Alors pourquoi les journalistes viennent-ils ? Une partie de la réponse implique sûrement des principes journalistiques de base, tels que l’honnêteté et la recherche de la vérité. Pour Sala elle-même, un attachement à l’Iran compte clairement aussi — même si tout le monde n’est pas aussi réfléchi. La vérité est que beaucoup de journalisme étranger sur l’Iran condamne le pays à des stéréotypes. En fait, de nombreux reportages extérieurs sont si clichés que des millions d’Occidentaux ont récemment été stupéfaits de découvrir que, loin d’être un fantasme des Contes des mille et une nuits, il neige réellement en Iran. Si vous demandez aux Iraniens, ils reconnaîtront avoir longtemps ressenti une déshumanisation face à un pays qu’ils chérissent pour son patrimoine, ses arts, sa culture et sa cuisine, mais qui est simplement présenté comme une vaste usine de missiles, où les gens se réveillent en rêvant de gâteau jaune et se couchent en rêvant d’uranium enrichi.

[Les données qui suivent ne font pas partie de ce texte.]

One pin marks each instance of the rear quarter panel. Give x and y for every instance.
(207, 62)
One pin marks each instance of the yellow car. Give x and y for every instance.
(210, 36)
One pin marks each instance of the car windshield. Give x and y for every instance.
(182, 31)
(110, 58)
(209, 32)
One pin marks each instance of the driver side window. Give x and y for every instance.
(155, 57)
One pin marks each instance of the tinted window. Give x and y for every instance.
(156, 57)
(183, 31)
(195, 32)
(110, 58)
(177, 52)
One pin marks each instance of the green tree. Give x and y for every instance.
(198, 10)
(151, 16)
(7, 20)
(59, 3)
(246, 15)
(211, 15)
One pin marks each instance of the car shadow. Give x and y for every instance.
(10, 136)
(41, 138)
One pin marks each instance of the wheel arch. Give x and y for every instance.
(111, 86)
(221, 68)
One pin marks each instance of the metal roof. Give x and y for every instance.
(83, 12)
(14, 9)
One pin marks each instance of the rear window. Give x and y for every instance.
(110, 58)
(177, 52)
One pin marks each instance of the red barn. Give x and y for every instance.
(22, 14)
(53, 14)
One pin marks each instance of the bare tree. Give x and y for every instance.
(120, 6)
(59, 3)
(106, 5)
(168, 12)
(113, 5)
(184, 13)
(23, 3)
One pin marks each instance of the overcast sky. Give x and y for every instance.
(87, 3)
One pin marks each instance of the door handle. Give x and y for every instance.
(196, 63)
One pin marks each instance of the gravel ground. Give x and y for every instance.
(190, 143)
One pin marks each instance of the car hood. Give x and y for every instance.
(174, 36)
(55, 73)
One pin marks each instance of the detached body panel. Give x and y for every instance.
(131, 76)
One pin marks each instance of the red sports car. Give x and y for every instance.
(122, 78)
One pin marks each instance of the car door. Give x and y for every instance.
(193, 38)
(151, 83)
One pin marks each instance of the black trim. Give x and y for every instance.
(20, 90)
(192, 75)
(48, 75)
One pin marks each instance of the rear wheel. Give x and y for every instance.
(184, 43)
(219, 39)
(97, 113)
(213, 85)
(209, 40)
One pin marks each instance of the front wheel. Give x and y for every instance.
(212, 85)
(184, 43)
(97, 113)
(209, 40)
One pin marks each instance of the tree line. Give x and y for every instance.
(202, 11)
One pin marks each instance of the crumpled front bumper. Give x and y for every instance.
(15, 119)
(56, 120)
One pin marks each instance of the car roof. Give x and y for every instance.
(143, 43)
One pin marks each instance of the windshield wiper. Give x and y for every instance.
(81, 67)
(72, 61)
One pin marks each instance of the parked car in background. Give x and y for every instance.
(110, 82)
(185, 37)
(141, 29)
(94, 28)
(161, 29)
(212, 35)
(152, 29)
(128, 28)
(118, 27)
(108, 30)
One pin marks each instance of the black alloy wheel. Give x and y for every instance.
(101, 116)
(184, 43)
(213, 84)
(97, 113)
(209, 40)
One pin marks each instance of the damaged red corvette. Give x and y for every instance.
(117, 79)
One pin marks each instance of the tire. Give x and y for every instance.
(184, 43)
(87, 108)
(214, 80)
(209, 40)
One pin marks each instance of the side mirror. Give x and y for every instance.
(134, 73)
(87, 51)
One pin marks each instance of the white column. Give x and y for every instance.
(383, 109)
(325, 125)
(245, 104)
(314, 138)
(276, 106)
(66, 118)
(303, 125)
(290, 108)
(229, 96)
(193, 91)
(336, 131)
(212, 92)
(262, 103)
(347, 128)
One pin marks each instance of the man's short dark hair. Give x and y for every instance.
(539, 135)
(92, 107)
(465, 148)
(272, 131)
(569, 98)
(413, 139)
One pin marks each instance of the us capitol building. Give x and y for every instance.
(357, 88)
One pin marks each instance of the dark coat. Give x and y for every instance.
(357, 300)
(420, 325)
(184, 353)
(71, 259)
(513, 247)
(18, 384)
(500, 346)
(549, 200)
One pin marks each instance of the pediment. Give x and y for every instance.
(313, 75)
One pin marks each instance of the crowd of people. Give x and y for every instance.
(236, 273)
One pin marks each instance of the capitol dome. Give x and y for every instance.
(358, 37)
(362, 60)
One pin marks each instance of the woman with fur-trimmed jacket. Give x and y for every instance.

Ces défis mis à part, cela témoigne de la force des sentiments ici que même les étrangers pris dans l’état de sécurité capricieux de l’Iran souhaitent que le reportage continue, bien que cela nécessite des garanties appropriées. Kylie Moore-Gilbert, ancienne conférencière à l’Université de Melbourne, a été invitée à visiter l’Iran en 2018. Elle était là pour assister à une conférence, mais s’est rapidement retrouvée arrêtée et emprisonnée pendant plus de deux ans. Malgré ses expériences, Moore-Gilbert est franche. « Il n’y a pas de substitut à une couverture approfondie et sur le terrain », me dit-elle. « Je ne crois pas qu’un journaliste puisse vraiment comprendre un pays ou son peuple s’il ne rapporte que depuis l’étranger. »

Alors, comment l’histoire de l’Iran peut-elle être racontée ? Peut-être que des journalistes locaux pourraient combler le vide : certains reportages de routine sur les droits de l’homme ou l’économie pourraient être réalisés par des Iraniens eux-mêmes, mais publiés anonymement par des organisations médiatiques à l’étranger. Mais ce n’est pas si simple. Moore-Gilbert le formule ainsi : « Je pense qu’il y a un réel risque que l’effet dissuasif des arrestations de Cecilia et d’autres journalistes en Iran conduise à une couverture moins informée de ce pays à un moment critique de la situation politique intérieure et mondiale. »

C’est un point juste. Après le fiasco de Sala, les correspondants étrangers encouragés à visiter l’Iran après l’élection du président centriste Masoud Pezeshkian pourraient reconsidérer leurs projets. Des collègues journalistes en Europe et en Amérique l’ont dit. Une amie française a confié qu’elle rêvait de vivre à Téhéran, mais qu’elle doit maintenant oublier cela. Un autre contact, un travailleur humanitaire britannique, dit que c’est dommage qu’elle puisse visiter tous les pays de la région… sauf l’Iran.

Il n’y a pas de solution facile ici. Le peuple iranien se voit condescendamment dire, tant par la communauté internationale que par ses compatriotes iraniens en exil, qu’il devrait continuer à se battre pour ses libertés. Je doute que de courageux jeunes Iraniens soient en désaccord — c’est juste dommage qu’un nombre décroissant de journalistes occidentaux soient prêts à écrire à leurs côtés.


Kourosh Ziabari is a journalist and researcher based in New York. He has earned a master’s in political journalism from Columbia University Graduate School of Journalism and was a recipient of the 2022 Professional Excellence Award from the Foreign Press Correspondents Association.